In early 2008, relator Marlow Timberland, LLC (Marlow Timberland), purchased nearly 40,000 acres of real property located in Lake County, Minnesota, from Potlatch Corporation. Based on its belief that Lake County's property tax assessment of this land was too high, Marlow Timberland filed a tax petition in April 2008 challenging the taxes payable in 2008. Lake County moved to dismiss the 2008 petition because it included noncontiguous parcels from multiple jurisdictions in violation of Minn.Stat. § 278.02 (2010). Marlow Timberland later filed tax petitions challenging the taxes payable in 2009 and 2010, which were subsequently dismissed pursuant to Minn.Stat. § 278.03, subd. 1 (2010), due to Marlow Timberland's failure to pay the taxes due for those years. Marlow Timberland moved to reinstate the 2009 and 2010 petitions based on its contention that the Lake County properties were overassessed and that it was unable to pay the taxes due on the properties. After a telephone hearing on the parties' motions, the Minnesota Tax Court issued an order granting Lake County's motion to dismiss the 2008 petition and denying Marlow Timberland's motion to reinstate the 2009 and 2010 petitions. We reverse the tax court's decision regarding the 2008 petition and affirm the tax court's decision regarding the 2009 and 2010 petitions.

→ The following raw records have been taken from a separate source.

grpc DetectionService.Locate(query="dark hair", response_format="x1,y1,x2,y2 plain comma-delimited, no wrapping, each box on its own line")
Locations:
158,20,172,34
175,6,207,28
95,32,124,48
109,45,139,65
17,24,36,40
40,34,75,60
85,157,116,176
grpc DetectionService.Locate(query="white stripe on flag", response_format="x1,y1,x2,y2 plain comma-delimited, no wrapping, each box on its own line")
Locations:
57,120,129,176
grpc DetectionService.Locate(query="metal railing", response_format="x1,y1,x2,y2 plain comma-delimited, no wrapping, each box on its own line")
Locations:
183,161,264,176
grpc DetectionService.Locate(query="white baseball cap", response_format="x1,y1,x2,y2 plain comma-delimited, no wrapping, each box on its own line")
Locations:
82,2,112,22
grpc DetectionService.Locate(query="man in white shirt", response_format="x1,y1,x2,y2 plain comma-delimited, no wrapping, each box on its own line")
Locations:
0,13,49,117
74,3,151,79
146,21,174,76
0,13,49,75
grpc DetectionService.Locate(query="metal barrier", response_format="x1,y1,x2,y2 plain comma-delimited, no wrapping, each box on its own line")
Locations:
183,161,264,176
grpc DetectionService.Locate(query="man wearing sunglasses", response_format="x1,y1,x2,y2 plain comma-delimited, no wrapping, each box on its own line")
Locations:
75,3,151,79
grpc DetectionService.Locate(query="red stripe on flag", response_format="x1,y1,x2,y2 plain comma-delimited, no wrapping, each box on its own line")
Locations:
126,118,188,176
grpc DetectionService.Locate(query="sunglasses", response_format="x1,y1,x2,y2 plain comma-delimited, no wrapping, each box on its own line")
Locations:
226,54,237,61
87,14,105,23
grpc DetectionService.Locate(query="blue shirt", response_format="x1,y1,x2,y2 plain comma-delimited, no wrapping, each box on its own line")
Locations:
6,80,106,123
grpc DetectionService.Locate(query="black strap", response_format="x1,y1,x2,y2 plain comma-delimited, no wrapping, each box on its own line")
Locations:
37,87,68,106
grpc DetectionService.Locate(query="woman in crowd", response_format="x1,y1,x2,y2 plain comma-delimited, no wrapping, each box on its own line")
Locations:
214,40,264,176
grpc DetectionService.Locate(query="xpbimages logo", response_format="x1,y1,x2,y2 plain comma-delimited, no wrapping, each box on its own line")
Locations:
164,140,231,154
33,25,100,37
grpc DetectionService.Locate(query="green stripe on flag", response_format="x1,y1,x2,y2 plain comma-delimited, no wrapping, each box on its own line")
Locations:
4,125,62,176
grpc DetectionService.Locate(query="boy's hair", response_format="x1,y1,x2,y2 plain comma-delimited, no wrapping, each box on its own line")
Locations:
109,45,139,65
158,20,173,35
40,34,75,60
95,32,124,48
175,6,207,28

Beginning in 2006 and continuing into early 2008, Roy Marlow, on behalf of Marlow Timberland, negotiated with Potlatch Corporation in an arms-length transaction to purchase nearly 40,000 acres of land owned by Potlatch Corporation, which included 744 separate tax parcels located throughout Lake County. The purchase price for the property was $385 per acre. Marlow Timberland's business plan anticipated that it could carry the costs of the land purchase and real estate taxes of the Lake County property through sales of property and timber. But Marlow Timberland claims that this business plan failed due to the inflated property assessment, the costs of timber fiber harvesting,
Lake County assessed the property in dispute, for real estate tax purposes, at an average value of $1,000 per acre. In early 2008, however, Marlow Timberland obtained an appraisal that valued the property at an average of $744 per acre. On April 24, 2008, Marlow Timberland filed a tax petition for the taxes payable in 2008 alleging that the 744 tax parcels, which are located in four townships and two unorganized territories, were overassessed. In compliance with Minn.Stat. § 278.03, subd. 1, the taxes payable in 2008 on the contested parcels were timely paid. On March 29, 2010, Lake County moved to dismiss the 2008 petition because the petition included noncontiguous parcels from multiple jurisdictions in violation of Minn.Stat. § 278.02 (limiting a single petition to parcels located in the same city or town, unless the parcels are contiguous).
On April 29, 2009, Marlow Timberland filed four tax petitions—separated so that each petition listed parcels located in only one of three townships and one unorganized territory—challenging the taxes payable in 2009. On April 16, 2010, Marlow Timberland filed four tax petitions—again separated so that each petition listed parcels located in only one of three townships and one organized territory—challenging the taxes payable in 2010. Like the 2008 petition, the 2009 and 2010 tax petitions were based on Marlow Timberland's contention that the tax parcels were overassessed. The 2009 and 2010 tax petitions were automatically dismissed pursuant to Minn.Stat. § 278.03, subd. 1, however, because Marlow Timberland failed to pay the second half installment for the taxes payable in 2009 and both installments for the taxes payable in 2010. On September 23, 2010, Marlow Timberland moved to reinstate the 2009 and 2010 tax petitions under Minn. R. Civ. P. 60.02, claiming that "the assessment value of its properties is arbitrary and unreasonable, and [that it] is unable to pay [the 2009 and 2010 property taxes] due to dire financial hardship."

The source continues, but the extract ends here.